1958

—¿NO TE PARECE que hace frío, David?

Cristina recoge el último montón de papeles.

—Esas dichosas nubes… A lo mejor, llueve.

David salió para volver con la manguera.

—Estamos apagando un incendio —rió Cristina.

—Estamos purificando este recinto de todos los viejos pecados. Apagamos la llama absurda de las pasiones.

—¿Tú crees que se han cometido muchos pecados en este recinto?

—El hombre peca en todos los rincones de la tierra y en todo momento, Cristina. El hombre hace el mal cada minuto de su vida. Sólo en los momentos difíciles de su vida se acuerda de Dios. Y eso, no con frecuencia. Tienen que ser momentos muy difíciles.

—Sí. Es posible.

—Hay un silencio maravilloso en esta parte del Monte.

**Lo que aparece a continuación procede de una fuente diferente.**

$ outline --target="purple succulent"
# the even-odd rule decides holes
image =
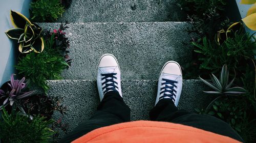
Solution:
[[[34,91],[23,92],[23,89],[25,89],[27,85],[27,83],[24,82],[25,80],[25,77],[23,77],[21,80],[14,80],[14,74],[12,74],[10,82],[10,83],[8,83],[11,90],[5,92],[3,90],[0,90],[0,99],[3,98],[6,98],[3,105],[0,106],[0,109],[8,104],[12,106],[13,103],[15,103],[15,100],[30,96],[34,92]],[[18,106],[18,105],[17,106],[20,110],[23,110],[22,107]]]

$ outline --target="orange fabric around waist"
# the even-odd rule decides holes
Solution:
[[[72,143],[240,142],[192,127],[163,122],[139,121],[94,130]]]

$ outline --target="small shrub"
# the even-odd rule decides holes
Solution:
[[[66,37],[66,33],[64,32],[68,27],[67,22],[65,24],[61,23],[58,30],[53,30],[52,32],[45,30],[42,35],[46,41],[45,44],[48,47],[55,49],[60,55],[63,56],[65,61],[70,66],[71,66],[72,60],[68,55],[70,48],[69,38]],[[67,67],[68,68],[69,67]]]
[[[31,2],[31,19],[38,22],[53,22],[65,11],[59,0],[38,0]]]
[[[187,14],[188,21],[192,22],[193,26],[189,31],[197,33],[200,37],[207,36],[212,39],[216,32],[226,25],[223,22],[227,19],[223,13],[226,1],[179,0],[178,5]]]
[[[23,99],[22,103],[28,114],[33,116],[40,115],[49,120],[54,111],[59,111],[62,115],[66,113],[67,107],[61,104],[62,98],[37,94]]]
[[[67,66],[69,65],[63,58],[51,48],[39,54],[30,53],[19,58],[17,65],[15,66],[19,74],[28,78],[45,92],[49,89],[46,80],[62,79],[60,74]]]
[[[0,122],[0,138],[3,143],[47,143],[54,134],[49,127],[53,120],[45,121],[37,116],[30,120],[19,112],[8,115],[3,110],[3,122]]]
[[[233,37],[228,37],[221,45],[219,45],[216,37],[217,35],[212,42],[204,37],[202,44],[193,42],[197,48],[195,51],[199,53],[199,60],[202,62],[201,69],[216,73],[224,64],[238,69],[243,61],[253,59],[256,38],[253,35],[235,32]]]

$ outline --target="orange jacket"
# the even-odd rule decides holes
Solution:
[[[178,124],[139,121],[94,130],[72,143],[240,142],[230,137]]]

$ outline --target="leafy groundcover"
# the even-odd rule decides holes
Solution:
[[[246,142],[255,142],[255,36],[245,32],[242,22],[229,21],[225,15],[227,1],[178,3],[193,25],[188,31],[199,36],[191,37],[194,59],[183,67],[185,78],[200,76],[212,89],[205,92],[215,97],[207,107],[196,111],[226,122]]]

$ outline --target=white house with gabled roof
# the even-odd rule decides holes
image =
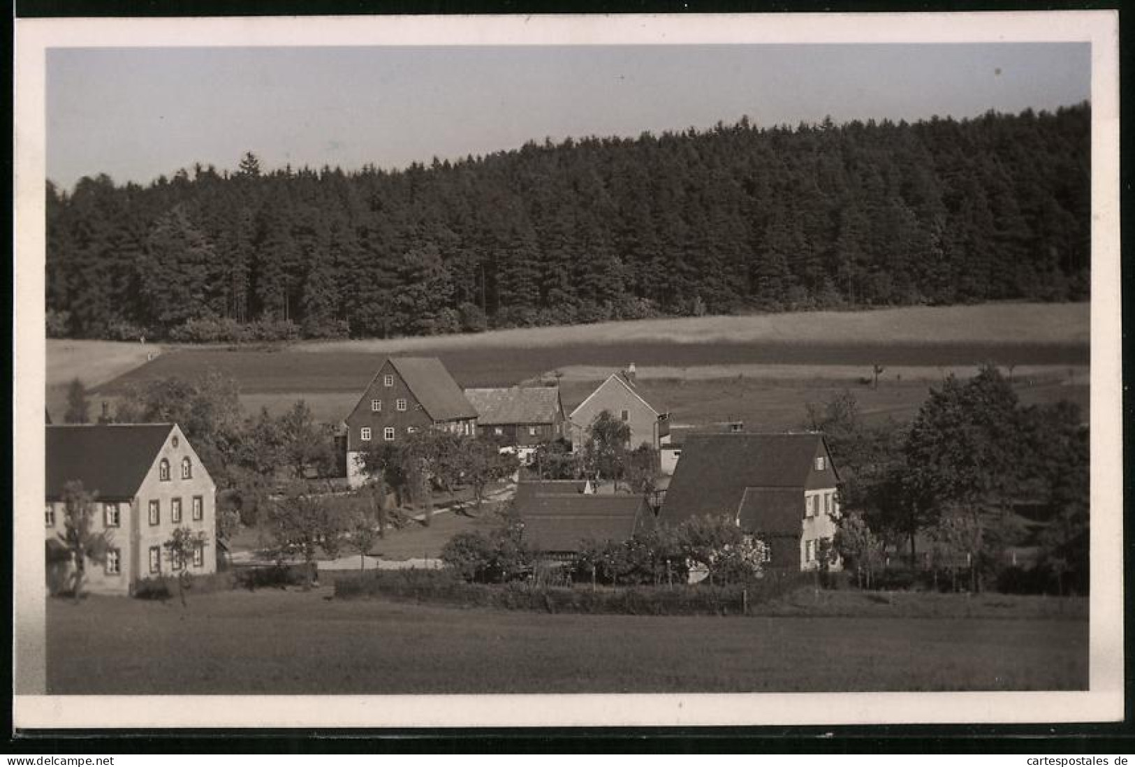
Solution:
[[[633,373],[613,373],[568,416],[573,450],[582,449],[587,430],[603,411],[630,427],[630,449],[649,445],[658,450],[670,440],[670,414],[642,397]]]

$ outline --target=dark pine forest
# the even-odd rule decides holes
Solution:
[[[528,143],[404,170],[47,189],[48,331],[386,337],[651,315],[1081,300],[1087,104]]]

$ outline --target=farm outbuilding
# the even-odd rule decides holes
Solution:
[[[654,526],[640,495],[587,492],[585,482],[521,482],[516,514],[524,541],[549,558],[570,558],[587,541],[623,541]]]

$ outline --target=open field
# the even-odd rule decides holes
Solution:
[[[680,318],[395,340],[312,342],[276,348],[168,347],[96,390],[217,370],[242,403],[279,413],[297,399],[338,422],[382,357],[436,354],[462,386],[554,381],[571,410],[613,370],[634,362],[640,386],[675,422],[740,419],[760,429],[797,427],[807,402],[852,390],[868,416],[909,418],[928,386],[985,362],[1012,366],[1025,402],[1067,398],[1086,412],[1087,304],[984,304],[861,312]],[[90,342],[101,344],[100,342]],[[49,359],[91,356],[86,342],[49,347]],[[108,347],[141,345],[108,345]],[[62,370],[74,362],[52,362]],[[123,363],[128,366],[126,361]],[[864,386],[884,365],[880,388]]]
[[[984,343],[1087,344],[1090,304],[1003,303],[975,306],[905,306],[849,312],[784,312],[743,317],[689,317],[600,322],[557,328],[515,328],[476,336],[400,338],[304,344],[311,352],[510,346],[533,348],[572,344],[716,344],[791,342],[805,344]]]
[[[261,590],[48,602],[52,694],[1056,690],[1086,621],[640,617]],[[807,641],[802,641],[804,639]]]
[[[78,378],[93,389],[160,355],[161,346],[114,340],[47,342],[47,405],[60,418],[67,408],[67,386]]]

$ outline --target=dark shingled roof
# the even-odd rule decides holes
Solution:
[[[555,423],[560,389],[550,386],[511,389],[465,389],[477,410],[477,421],[487,427],[507,423]]]
[[[64,486],[79,480],[85,490],[98,490],[99,498],[133,498],[173,428],[171,423],[47,427],[47,497],[62,498]]]
[[[437,357],[390,357],[390,364],[435,421],[477,418],[477,410]]]
[[[670,424],[670,447],[681,447],[693,435],[728,435],[743,432],[745,424],[740,421],[723,421],[704,425]],[[665,445],[663,446],[665,447]]]
[[[822,444],[817,433],[688,435],[661,519],[676,524],[691,516],[735,515],[746,488],[793,488],[802,498]]]
[[[538,551],[578,551],[586,540],[623,541],[649,529],[654,515],[642,496],[533,495],[516,504],[524,540]]]
[[[513,497],[518,508],[536,496],[583,495],[587,480],[544,480],[541,482],[518,482]]]
[[[738,513],[743,530],[799,537],[804,492],[800,488],[745,488]]]

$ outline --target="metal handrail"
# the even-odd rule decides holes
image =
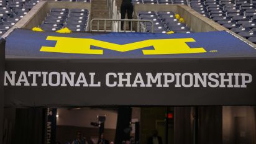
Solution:
[[[124,31],[126,32],[126,22],[130,22],[131,24],[131,29],[130,30],[127,31],[130,31],[132,32],[132,22],[137,22],[137,30],[139,31],[140,29],[140,22],[149,22],[151,24],[151,32],[153,32],[153,23],[152,21],[150,20],[142,20],[142,19],[93,19],[91,20],[90,21],[90,32],[93,31],[93,21],[97,20],[97,31],[99,31],[99,21],[104,21],[104,32],[107,31],[107,21],[111,21],[111,24],[113,24],[113,22],[124,22]],[[117,29],[118,32],[119,32],[120,29]]]

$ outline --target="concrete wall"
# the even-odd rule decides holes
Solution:
[[[82,108],[81,109],[58,109],[57,125],[69,125],[78,127],[95,128],[91,122],[98,122],[98,115],[106,115],[105,128],[116,129],[117,113],[114,110],[99,109]]]
[[[76,138],[76,132],[81,131],[83,136],[97,140],[99,128],[91,125],[91,122],[98,122],[97,115],[106,115],[104,133],[106,138],[114,141],[117,113],[114,109],[94,108],[58,109],[57,119],[57,140],[64,143],[71,142]]]
[[[164,141],[165,130],[162,128],[166,112],[166,107],[141,108],[140,143],[147,143],[154,130],[158,130],[158,135]]]
[[[222,143],[256,143],[256,106],[224,106]]]
[[[74,126],[57,125],[56,140],[60,143],[69,142],[70,143],[76,138],[76,132],[83,133],[83,136],[86,138],[94,140],[96,143],[98,140],[99,129],[96,128],[78,127]],[[105,138],[110,142],[114,142],[116,130],[106,128],[104,130]]]

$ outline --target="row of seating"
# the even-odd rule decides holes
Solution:
[[[132,0],[134,4],[186,4],[186,0]]]
[[[204,16],[256,42],[256,1],[190,0],[190,5]]]
[[[0,36],[21,19],[39,1],[0,0]]]
[[[90,0],[54,0],[55,1],[69,1],[69,2],[90,2]]]
[[[68,27],[72,31],[85,32],[88,17],[88,9],[53,8],[39,27],[45,31],[56,31]]]
[[[153,32],[155,33],[166,33],[173,31],[175,33],[190,33],[184,20],[180,20],[180,16],[171,11],[138,11],[137,17],[142,20],[150,20],[154,25]],[[152,31],[150,22],[143,22],[143,27],[147,32]]]

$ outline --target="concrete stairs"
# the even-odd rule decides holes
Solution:
[[[91,0],[91,19],[109,19],[107,0]],[[111,30],[110,22],[107,23],[107,30]],[[93,29],[97,29],[97,22],[93,23]],[[99,30],[104,30],[104,22],[99,22]]]

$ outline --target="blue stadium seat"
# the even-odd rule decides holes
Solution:
[[[186,30],[182,30],[182,31],[176,31],[175,33],[178,33],[178,34],[190,34],[190,31],[186,31]]]
[[[158,16],[155,14],[140,14],[140,18],[150,18],[150,19],[157,19]]]
[[[190,31],[190,29],[187,27],[170,27],[168,29],[170,31],[172,30],[173,32],[177,32],[177,31]]]
[[[225,11],[211,11],[211,14],[226,14]]]
[[[132,2],[133,4],[142,4],[142,0],[132,0]]]
[[[250,20],[250,17],[249,16],[234,16],[232,17],[232,20]]]
[[[222,24],[235,24],[235,21],[224,20],[217,21],[217,23],[218,23],[220,25],[222,25]]]
[[[171,4],[171,0],[158,0],[159,4]]]
[[[175,15],[170,14],[164,14],[164,15],[160,15],[159,19],[165,20],[165,19],[175,19]]]
[[[256,16],[256,12],[246,12],[245,14],[246,16]]]
[[[11,27],[4,25],[0,25],[0,31],[7,31]]]
[[[62,9],[62,8],[53,8],[50,10],[50,12],[68,12],[69,10],[68,9]]]
[[[252,23],[247,23],[242,24],[242,27],[244,28],[256,28],[256,23],[252,22]]]
[[[43,20],[44,24],[63,24],[65,20],[63,19],[47,19]]]
[[[223,24],[222,26],[227,29],[240,27],[240,25],[239,24]]]
[[[256,33],[255,32],[239,32],[238,35],[248,38],[249,37],[256,37]]]
[[[187,5],[186,0],[173,0],[173,4],[185,4]]]
[[[68,19],[66,20],[66,24],[75,24],[75,25],[85,25],[87,23],[86,20],[70,20]]]
[[[66,16],[68,13],[63,12],[49,12],[48,16]]]
[[[14,13],[17,16],[25,16],[29,12],[29,10],[25,9],[14,9]]]
[[[235,33],[239,32],[249,32],[250,30],[250,28],[244,28],[244,27],[238,27],[238,28],[232,28],[231,29],[231,31]]]
[[[210,15],[211,17],[213,18],[214,17],[226,17],[226,14],[213,14]]]
[[[62,28],[62,25],[58,24],[42,24],[40,27],[45,31],[56,31]]]
[[[64,25],[64,27],[68,27],[72,31],[74,32],[84,32],[85,31],[85,26],[82,25],[72,25],[67,24]]]
[[[242,25],[243,24],[249,24],[249,23],[252,23],[252,22],[256,22],[256,20],[239,20],[237,22],[237,24]]]
[[[71,13],[89,13],[89,11],[88,9],[70,9]]]
[[[2,36],[6,32],[6,30],[0,30],[0,36]]]
[[[71,12],[69,15],[70,17],[88,17],[88,13],[78,13],[78,12]]]
[[[160,11],[160,12],[158,12],[157,14],[158,15],[168,15],[168,16],[175,15],[175,13],[171,11]]]
[[[149,15],[155,15],[155,12],[154,11],[138,11],[137,14],[139,16],[141,14],[149,14]]]
[[[144,4],[156,4],[157,0],[144,0]]]
[[[186,25],[184,24],[180,23],[180,22],[177,22],[177,23],[173,22],[173,23],[168,23],[168,28],[171,28],[173,27],[186,27]]]
[[[213,18],[213,20],[214,21],[219,21],[219,20],[231,20],[231,18],[230,17],[214,17]]]
[[[245,9],[245,12],[256,12],[256,9]]]
[[[60,20],[66,20],[66,16],[48,16],[45,18],[46,19],[60,19]]]
[[[256,37],[249,37],[248,40],[253,43],[256,43]]]

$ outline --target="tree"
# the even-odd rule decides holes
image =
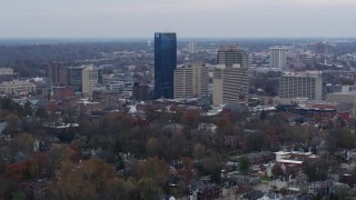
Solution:
[[[271,173],[276,177],[280,177],[284,176],[285,172],[281,169],[281,166],[279,163],[276,163],[273,168],[271,168]]]
[[[238,159],[238,167],[241,173],[248,173],[250,161],[248,157],[240,157]]]
[[[310,182],[323,181],[327,178],[328,162],[322,158],[307,159],[303,162],[303,172]]]
[[[140,191],[140,199],[142,200],[158,199],[162,193],[161,189],[155,184],[155,180],[151,178],[139,180],[138,189]]]
[[[194,156],[196,159],[199,160],[199,162],[201,161],[201,158],[204,157],[205,151],[206,151],[206,148],[201,143],[196,143],[194,146]]]
[[[168,180],[168,166],[158,157],[149,158],[139,168],[139,179],[152,179],[158,187],[164,187]]]
[[[161,144],[157,138],[149,138],[146,143],[146,151],[149,157],[158,156]]]

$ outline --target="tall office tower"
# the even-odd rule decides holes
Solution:
[[[237,44],[221,46],[218,56],[218,64],[225,64],[227,68],[234,64],[240,64],[243,68],[248,67],[248,56]]]
[[[197,43],[194,41],[189,42],[189,53],[190,54],[197,53]]]
[[[202,63],[189,63],[175,70],[175,98],[192,98],[208,93],[209,69]]]
[[[313,53],[318,53],[318,54],[332,54],[333,52],[332,46],[326,42],[312,43],[308,46],[308,49]]]
[[[51,63],[47,69],[47,77],[51,79],[53,83],[59,82],[59,64]]]
[[[284,47],[269,48],[269,67],[286,68],[287,67],[287,49]]]
[[[177,37],[155,33],[155,99],[174,98],[174,71],[177,66]]]
[[[247,102],[248,86],[248,67],[219,64],[214,71],[212,104]]]
[[[323,98],[323,78],[317,71],[285,73],[279,78],[279,97],[320,100]]]
[[[85,68],[85,66],[67,67],[68,84],[73,87],[75,91],[82,90],[81,71]]]
[[[93,66],[86,67],[86,69],[81,71],[81,80],[82,93],[91,96],[93,88],[99,83],[98,69]]]

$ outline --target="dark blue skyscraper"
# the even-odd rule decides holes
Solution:
[[[155,33],[155,99],[174,98],[174,71],[177,66],[177,36]]]

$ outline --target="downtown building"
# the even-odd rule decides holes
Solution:
[[[174,71],[177,66],[177,36],[174,32],[155,33],[154,99],[174,99]]]
[[[220,64],[214,71],[212,104],[240,103],[248,100],[248,68]]]
[[[234,64],[240,64],[243,68],[248,67],[248,56],[240,46],[226,44],[218,50],[217,63],[231,68]]]
[[[240,103],[248,100],[248,57],[236,44],[221,46],[214,71],[212,104]]]
[[[287,67],[287,49],[284,47],[269,48],[269,67],[285,69]]]
[[[1,94],[34,93],[36,84],[28,80],[12,80],[0,83]]]
[[[82,93],[91,96],[95,87],[99,83],[98,69],[93,66],[86,67],[81,71]]]
[[[322,100],[323,78],[317,71],[285,73],[279,78],[279,98]]]
[[[175,70],[175,99],[208,93],[209,69],[202,63],[188,63]]]

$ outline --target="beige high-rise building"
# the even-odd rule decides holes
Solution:
[[[214,71],[212,104],[246,102],[248,99],[248,68],[234,64],[227,68],[219,64]]]
[[[33,82],[23,80],[3,81],[0,83],[0,93],[18,94],[21,92],[36,92],[36,84]]]
[[[208,93],[209,69],[202,63],[189,63],[175,70],[175,99]]]
[[[284,47],[269,48],[269,67],[284,69],[287,67],[287,49]]]
[[[317,71],[285,73],[279,78],[279,97],[320,100],[323,98],[323,78]]]
[[[197,53],[197,43],[195,41],[189,42],[189,53]]]
[[[248,56],[240,46],[226,44],[221,46],[218,51],[217,63],[225,64],[227,68],[230,68],[234,64],[240,64],[241,67],[247,68]]]
[[[91,96],[93,88],[98,84],[98,69],[93,66],[86,67],[81,71],[82,93]]]

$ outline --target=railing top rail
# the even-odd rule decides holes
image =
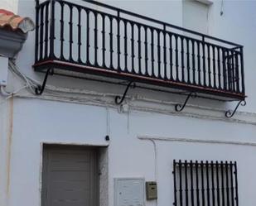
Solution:
[[[61,0],[58,0],[58,1],[61,1]],[[164,22],[154,19],[154,18],[145,17],[145,16],[135,13],[135,12],[128,12],[127,10],[118,8],[118,7],[114,7],[114,6],[110,6],[110,5],[108,5],[108,4],[105,4],[105,3],[103,3],[103,2],[92,1],[92,0],[82,0],[82,1],[91,3],[91,4],[94,4],[94,5],[97,5],[97,6],[100,6],[100,7],[106,7],[106,8],[116,11],[117,12],[128,14],[128,15],[133,16],[133,17],[138,17],[138,18],[141,18],[141,19],[144,19],[144,20],[150,21],[150,22],[155,22],[155,23],[157,23],[157,24],[161,24],[161,25],[165,26],[169,26],[169,27],[171,27],[171,28],[178,29],[178,30],[181,30],[182,31],[189,32],[189,33],[193,34],[193,35],[200,36],[204,39],[207,38],[207,39],[217,41],[220,41],[220,42],[222,42],[222,43],[225,43],[225,44],[229,44],[230,46],[237,46],[237,47],[243,47],[243,46],[239,45],[239,44],[236,44],[236,43],[234,43],[234,42],[231,42],[231,41],[225,41],[225,40],[222,40],[222,39],[220,39],[220,38],[217,38],[217,37],[214,37],[214,36],[209,36],[209,35],[205,35],[205,34],[203,34],[203,33],[200,33],[200,32],[197,32],[197,31],[192,31],[192,30],[186,29],[186,28],[176,26],[176,25],[172,25],[172,24],[170,24],[170,23],[167,23],[167,22]]]

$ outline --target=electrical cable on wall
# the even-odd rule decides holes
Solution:
[[[220,16],[223,15],[223,4],[224,4],[224,0],[221,0],[221,2],[220,2]]]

—Se oye perfectamente el latido de un corazón humano.

—¿De quién?

—El mío —susurró Cristina—. Escucha. Acerca tu oído aquí. En mi pecho…

David desabrochó la blusa del vestido de verano que llevaba Cristina. Introdujo la mano en un seno, mientras la besaba como un loco en el cuello, en la boca, en la espalda.

—¡David! No seas loco…

Cristina iba a gritar. Pero en aquellos instantes apareció Emma.

—¡Loca juventud!

David se volvió y tropezó contra un cajón vacío.

—¡Ten cuidado, mi rey! Cristina, abróchate esa blusa. Tienes un seno precioso, querida. Pero una locura es una locura. Menos mal que he llegado en un momento oportuno.

David salió fuera. Cristina miró sin ningún apuro a Emma.

—Emma, David me dijo que os habían regalado un cocker.

—Sí, mi vida. Tienes que verlo. Vendrás una tarde a merendar a casa.

La mujer cogió de un brazo a la muchacha:

—Hace mucho calor aquí dentro, Cristina. Vamos a dar un paseo hasta la alberca, ¿quieres?

—¿Y Consuelo?

—Está echando una siesta en casa de Alí.

—¿Con Alí?

—Eso quisiera ella —rió Emma—. Y también Alí.

Caminaban juntas pisando hojas secas.

—Dentro de nada tendremos encima el otoño.

—¿Cuándo vuelve tu madre?

—A fines de mes seguramente.

—¿Estás enamorada de David?

Cristina miró fijamente a Emma.

—No; lo que has visto ha sido una consecuencia del calor, de la comida, del champán…

—Es muy peligrosa esa clase de juego, ¿sabes?

—No empecé yo. Empezó David —se disculpó infantilmente Cristina.

Emma se sintió halagada.

—Hay que buscarle una mujer. Es un potro joven.

—No tan potro, Emma.

—Hay que buscarle una mujer con experiencia. Eso, y mucho deporte. Este muchacho no puede permanecer todo el tiempo encerrado en casa.

—Pon un anuncio en el periódico.

Emma se echó a reír.

—Eso tiene gracia. ¡Ah, las pasiones! —y al decir esto dio una patada a una bola de hojas secas que ella misma había confeccionado con sus pies—: Para nosotras las mujeres la cosa ya es más difícil. Lo mejor que una puede hacer es encerrarse en casa. Arreglar armarios. Y trabajar duro de la noche a la mañana.

—Si crees que con eso…

—Monta a caballo. Practica algún deporte.

—No seas tonta, Emma. Eso estaba bien en los tiempos en que los Cardovan tenían mucho dinero.

—Tú tienes que llevar otra clase de vida, Cristina. Tienes que conocer a muchachos de tu edad. Tener amigas… Salir en pandilla.

—Conozco a bastantes muchachos de mi edad. Y todavía algunos suelen llamar a casa para invitarme a una fiesta, o al Yachting Club, o al Country Club. Pero son muchachos que me sé de memoria. No harían ni la mitad de lo que ha hecho David. Y se pasan todo el tiempo coleccionando violaciones imaginadas. Hablando de coches y mujeres. Acostándose entre ellos o con cualquier «caprichoso» que les pague una moto.

—Sí. El mundo anda bastante desquiciado. Mis árboles no me engañan nunca. En eso al menos salgo ganando.

En la alberca, el agua estaba cubierta de plantas acuáticas. Y cuando Cristina removió con un palo la superficie cristalina asomó una cansada serpiente de agua dulce.